Beyond Meat is one of the fastest-growing food companies in the United States. Yesterday, releasing its 2019 Q1 financials and hosting its first earnings call for investors and analysts.

The company reported net revenues of $40.2 million yesterday which is a 215% increase vs. Q1 2018, topping analyst expectations of $38.9 million, according to a survey of analysts by Refinitiv.

Beyond Meat also provided forecasts for 2019, estimating that full-year revenues would be at least $210 million, an increase of 140% vs. 2018.

This is believed to be a “very conservative” estimate, according to CEO Ethan Brown who told analysts that the $210 million dollar figure should be interpreted as a floor since forecasts exclude anticipated revenue streams from QSRs currently testing its products.

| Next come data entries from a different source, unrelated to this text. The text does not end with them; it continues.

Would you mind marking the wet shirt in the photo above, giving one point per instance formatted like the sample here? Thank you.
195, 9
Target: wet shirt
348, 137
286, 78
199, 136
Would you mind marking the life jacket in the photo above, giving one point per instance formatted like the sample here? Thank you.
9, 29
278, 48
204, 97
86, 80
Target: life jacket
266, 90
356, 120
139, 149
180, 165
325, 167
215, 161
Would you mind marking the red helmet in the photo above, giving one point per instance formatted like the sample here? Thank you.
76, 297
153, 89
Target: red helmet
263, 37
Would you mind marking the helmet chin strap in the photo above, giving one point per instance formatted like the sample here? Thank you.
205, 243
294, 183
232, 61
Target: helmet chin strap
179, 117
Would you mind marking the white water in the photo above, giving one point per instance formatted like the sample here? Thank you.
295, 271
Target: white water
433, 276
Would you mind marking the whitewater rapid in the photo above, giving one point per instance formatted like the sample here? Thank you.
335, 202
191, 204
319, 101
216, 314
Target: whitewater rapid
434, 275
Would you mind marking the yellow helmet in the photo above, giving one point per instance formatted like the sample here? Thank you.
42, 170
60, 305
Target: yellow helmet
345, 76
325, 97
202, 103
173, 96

For example, the forecasted revenue from a full-scale launch of Beyond Meat products at Tim Hortons, currently piloting Beyond Meat products in select Toronto locations, is not included in the $210 million figure.

Beyond Meat, revenue comes from two sources: retail sales and restaurant and foodservice sales.

Last year, retail sales accounted for 73% of total earnings in Q1 2018. Today, sales from both channels were roughly equal with the restaurant and foodservice channel narrowly edging out retail at 51%.

The increase in restaurant and foodservice sales shouldn’t come as a surprise as Beyond Meat has established a number of partnerships with QSR chains across both Canada and the United States in the early part of 2019; including Carl’s Jr., Del Taco and many more!

As a result, Beyond Meat observed a 491% increase in restaurant and foodservice revenue this quarter vs. Q1 2018!

This momentum doesn’t appear to be slowing down as the company is currently in talks with several other QSR chains to launch additional tests across North American and International markets before year-end.

You might also notice that Beyond Meat experienced a 5% decrease in frozen platform sales, this was expected as the company decided to discontinue its frozen chicken strips earlier this year. This was a strategic decision as Beyond Meat looks to concentrate more on its fresh products moving forward, which grew 304% vs. this time last year.

As I’ve mentioned before, the threat of new entrants into the plant-based protein market is inevitable and we’ve already seen a number of brands enter into this space to compete directly with Beyond Meat; from plant-based companies like Impossible Foods, to traditional animal-based protein producers like Maple Leaf Foods (Lightlife Foods) and more!

When asked how Beyond Meat will fend off competitors, Ethan responded by saying that Beyond Meat has spent years developing a product that has a comparable taste, texture and smell to its animal-based counterpart; and he believes that companies looking to enter into the market quickly will struggle to develop a plant-based protein alternative of comparable quality.

Ethan also mentioned the brand ambassadors that are loyal to the Beyond Meat brand, including well-known celebrities and athletes, which will be difficult for other companies to replicate in a way that remains genuine.

Finally, and perhaps most importantly, they were first to market and have a significant head start.

Today, the first trade for Beyond Meat sold for $126.46; a 27.1% increase vs. yesterday’s close; which represents a 405% increase in share price vs. the original IPO of $25.

Congratulations to Beyond Meat for an incredible start to the year, I know I’m not alone when I say that I can’t wait to see what the future has in store!